A certain amount of energy coursed through our veins when we saw the bus start up, but go in the direction of driving home.
We were far, too far away to run and catch up with it.
A car arrived to say that there would be no ceremony, and that we should walk back to the bus.
I can’t remember who came to tell us that a woman in a white car was offering sandwiches to all, saying, “We want to feed your elders and what is going on between the chiefs is just political. But we have sandwiches here for you.”
These were sandwiches that not all felt comfortable taking, me being one of those.
Fish caught and ready to be bagged. |
Wilfred Robbins, he said his name was.
I was the lucky one now, because for two and ½ hours we chatted, me mostly asking questions.
He told me about the Elephant Hill Fires and showed me where they had happened, pointing out how the land had now been logged, the big trees taken out and the trash trees left behind.
These are trees that hadn’t been sold previously, but were now sold at low prices, since their value had dramatically fallen after the fire.
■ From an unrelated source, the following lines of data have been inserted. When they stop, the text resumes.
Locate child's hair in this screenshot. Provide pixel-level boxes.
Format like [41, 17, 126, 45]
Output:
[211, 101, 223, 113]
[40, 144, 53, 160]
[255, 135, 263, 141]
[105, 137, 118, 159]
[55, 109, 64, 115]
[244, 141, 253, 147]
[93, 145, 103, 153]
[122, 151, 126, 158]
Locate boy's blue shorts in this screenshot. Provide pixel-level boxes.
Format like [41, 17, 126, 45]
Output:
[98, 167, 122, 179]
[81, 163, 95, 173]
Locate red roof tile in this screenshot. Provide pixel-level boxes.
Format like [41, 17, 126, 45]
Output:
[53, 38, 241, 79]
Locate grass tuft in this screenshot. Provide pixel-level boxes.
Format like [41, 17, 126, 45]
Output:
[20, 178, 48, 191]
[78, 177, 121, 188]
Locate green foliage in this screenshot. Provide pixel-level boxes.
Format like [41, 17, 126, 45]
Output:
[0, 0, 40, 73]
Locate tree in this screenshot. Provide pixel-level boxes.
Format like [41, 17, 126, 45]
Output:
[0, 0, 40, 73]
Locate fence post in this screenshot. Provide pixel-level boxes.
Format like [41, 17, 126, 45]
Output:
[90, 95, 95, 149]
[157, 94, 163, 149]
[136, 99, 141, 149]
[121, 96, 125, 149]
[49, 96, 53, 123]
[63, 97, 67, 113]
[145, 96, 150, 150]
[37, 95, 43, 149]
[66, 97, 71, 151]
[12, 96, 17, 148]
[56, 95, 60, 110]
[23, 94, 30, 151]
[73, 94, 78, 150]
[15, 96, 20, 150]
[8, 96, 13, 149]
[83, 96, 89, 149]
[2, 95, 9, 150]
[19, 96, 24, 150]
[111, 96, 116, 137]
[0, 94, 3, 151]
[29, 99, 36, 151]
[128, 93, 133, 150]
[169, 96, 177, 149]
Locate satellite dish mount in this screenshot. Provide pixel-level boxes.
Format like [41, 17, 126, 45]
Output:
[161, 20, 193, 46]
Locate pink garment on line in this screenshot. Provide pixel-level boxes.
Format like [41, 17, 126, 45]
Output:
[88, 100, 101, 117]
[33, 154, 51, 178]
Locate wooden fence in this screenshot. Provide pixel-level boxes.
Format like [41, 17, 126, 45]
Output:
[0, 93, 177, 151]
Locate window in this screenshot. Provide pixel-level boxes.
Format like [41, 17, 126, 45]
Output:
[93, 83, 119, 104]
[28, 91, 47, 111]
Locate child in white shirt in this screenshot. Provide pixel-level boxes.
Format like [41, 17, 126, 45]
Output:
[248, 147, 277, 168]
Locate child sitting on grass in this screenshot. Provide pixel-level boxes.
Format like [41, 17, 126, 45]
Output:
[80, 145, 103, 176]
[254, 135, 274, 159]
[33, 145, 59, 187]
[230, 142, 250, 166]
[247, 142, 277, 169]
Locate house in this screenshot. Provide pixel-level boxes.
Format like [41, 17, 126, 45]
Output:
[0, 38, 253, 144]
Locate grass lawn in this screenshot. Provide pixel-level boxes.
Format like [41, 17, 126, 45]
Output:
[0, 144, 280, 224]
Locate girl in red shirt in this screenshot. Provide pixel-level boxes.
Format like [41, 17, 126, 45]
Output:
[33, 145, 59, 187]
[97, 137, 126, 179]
Space where the Salmon Ceremony did not take place. |
This is grass that has grown from the mats that the Secwepemc purchased from further down the coast.
As people have sat on the mats, seeds have dropped out and now grown.
“It doesn’t look like any other grass from around here,” he explained.
He was sure that grass, now growing from the bottom of old pit houses came from trading up and down the coast of the western Americas.
The ground was dry. This plant was everywhere. |
I got lessons about old burial customs and about how he had been party to finding a grave of a small child, buried sitting up, leaning again a pole that had been put in the grave.
This burial site was on Chilcotin land, but proved to him, that the land was really Secwepemc land, for this is the burial practise of the Secwepemc people and not of the Chilcotin.
I listened to his description of tribal politics and of provincial legislation.
Nobody was luckier than me on that trip.
Arta
I can't believe we had the opportunity to be there for that moment. wow.
ReplyDeleteThe meeting at the bridge was like being in a movie, wasn't it? So civilized. We could cross the bridge. But our bus couldn't. And our side, just saying OK, we think we have followed all of the necessary protocol, but it looks like all is not well on your side, even with that.
ReplyDeleteAh, sweet Summer Gathering at Farewell Canyon. I can still hear the rush of the water. And see those fish falling when they were being drawn up. And I can feel that impulse to run down to the water, even though I am hundred of miles away now.